The Answer: If you guessed B) A domain doesn’t exist, you’re right! These errors occur when a DNS query is made for a non-existent domain.

Unraveling the Clues

We took a closer look at the logs and found something unusual—external domains were mysteriously gaining extra words like .cluster.local or .internal.cloudapp.net. Here are two examples:

  • gmail.googleapis.com.cluster.local

  • oauth2.googleapis.com.es52e2p4cafzg4m1it5a.bx.internal.cloudapp.net

Now, let’s put your troubleshooting skills to the test:

What do you think is happening here?
A) These domains are being redirected intentionally.
B) Kubernetes is modifying external domains.
C) A rogue service is interfering with DNS.
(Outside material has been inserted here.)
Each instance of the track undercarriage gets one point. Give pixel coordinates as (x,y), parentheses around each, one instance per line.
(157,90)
(Think about it before scrolling!)

The Answer: B) Kubernetes is modifying external domains. But why? Let’s find out.

How Kubernetes Handles DNS Queries

To solve this puzzle, we need to understand how Kubernetes resolves DNS queries. When a pod performs a DNS lookup, Kubernetes doesn’t always send the request as-is. Instead, it applies search domains and NDots rules to the query.

Here’s a fun experiment: Try running the following command inside a Kubernetes pod:

cat /etc/resolv.conf

What do you see? You should find an entry for search domains and an ndots value. These settings influence how Kubernetes resolves domain names.

Connecting the Dots

Because the ndots value was set to 5, Kubernetes treated gmail.googleapis.com as an incomplete domain and appended search domains, turning it into:

  • gmail.googleapis.com.svc.cluster.local

  • gmail.googleapis.com.cluster.local

These domains don’t exist, leading to the dreaded NXDomain errors!

Fixing the Problem

Now that we’ve cracked the case, let’s apply the fix. Here’s how you can customize DNS settings to prevent Kubernetes from modifying external domains:

apiVersion: v1
kind: Pod
metadata:
  namespace: default
  name: dns-example
spec:
  containers:
    - name: test
      image: nginx
  dnsPolicy: "None"
  dnsConfig:
    nameservers:
      - 1.2.3.4
    searches:
      - ns1.svc.cluster-domain.example
      - my.dns.search.suffix
    options:
      - name: ndots
        value: "2"
      - name: edns0

The Outcome: A Smooth DNS Experience

By adjusting the DNS configuration, we prevent Kubernetes from mistakenly modifying external queries. This eliminates NXDomain errors and ensures external services resolve correctly.